Я сидел у себя и со скукой дочитывал теоретическую часть по Защите от Тёмных Искусств — нудный, но необходимый раздел о нечисти, написанный с той академической педантичностью, которая мало что добавляет к практическому пониманию, зато требует ангельского терпения.

В дверь негромко постучали.

— Войди, — отозвался я, решив, что это Давид вернулся с работы раньше времени с вопросом о каком-нибудь готовом бытовом зелье из подвальной кладовки.

Вошла мама.

Она была в тёмно-синем домашнем платье с длинными рукавами и толстых шерстяных носках. Волосы распущены, упали на плечи по-домашнему, без привычной строгой аккуратности.
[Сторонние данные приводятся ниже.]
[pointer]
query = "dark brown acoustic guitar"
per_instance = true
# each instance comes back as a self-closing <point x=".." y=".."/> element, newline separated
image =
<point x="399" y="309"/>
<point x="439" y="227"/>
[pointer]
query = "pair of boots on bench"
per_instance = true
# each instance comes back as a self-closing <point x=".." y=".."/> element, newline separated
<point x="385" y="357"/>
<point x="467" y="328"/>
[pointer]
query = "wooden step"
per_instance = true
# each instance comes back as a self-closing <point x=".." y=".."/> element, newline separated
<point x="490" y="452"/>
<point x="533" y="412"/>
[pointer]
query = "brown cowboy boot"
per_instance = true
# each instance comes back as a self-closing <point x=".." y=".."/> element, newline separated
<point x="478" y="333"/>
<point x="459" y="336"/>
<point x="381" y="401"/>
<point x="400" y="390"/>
Она остановилась на пороге, посмотрела на меня — с тем выражением, которое я уже научился распознавать: мягким, чуть рассеянным, с фоновой полуулыбкой — и прошла в комнату.

Я успел только отложить книгу на тумбочку. Она присела на край моей кровати и, ничего не говоря, крепко, ласково обняла меня, уткнувшись носом в серебристые волосы. Устроила подбородок у меня на макушке, как делала только в раннем детстве.

— Мама, ну брось. — Я попробовал мягко отстраниться, почувствовав неожиданную застенчивость. Я привык всегда сам быть опорой для других, а не объектом внезапной нежности. — Я уже взрослый.

— Я знаю, — сказала она. Совершенно спокойно, без малейшего намерения отстраняться в связи с этим фактом.

Несколько секунд я сидел неподвижно, в замешательстве обдумывая варианты отступления. Потом тихо выдохнул, смирился и обнял её в ответ.

Она держала меня долго. Не тревожно — без того судорожного сжатия, которое выдаёт страх, просто крепко и тихо, как будто это было именно то, что ей жизненно необходимо сделать прямо сейчас. За окном шёл снег. Где-то в глубине дома тикали часы. Я чувствовал тепло через плотную ткань её платья и слышал её дыхание — ровное, умиротворённое.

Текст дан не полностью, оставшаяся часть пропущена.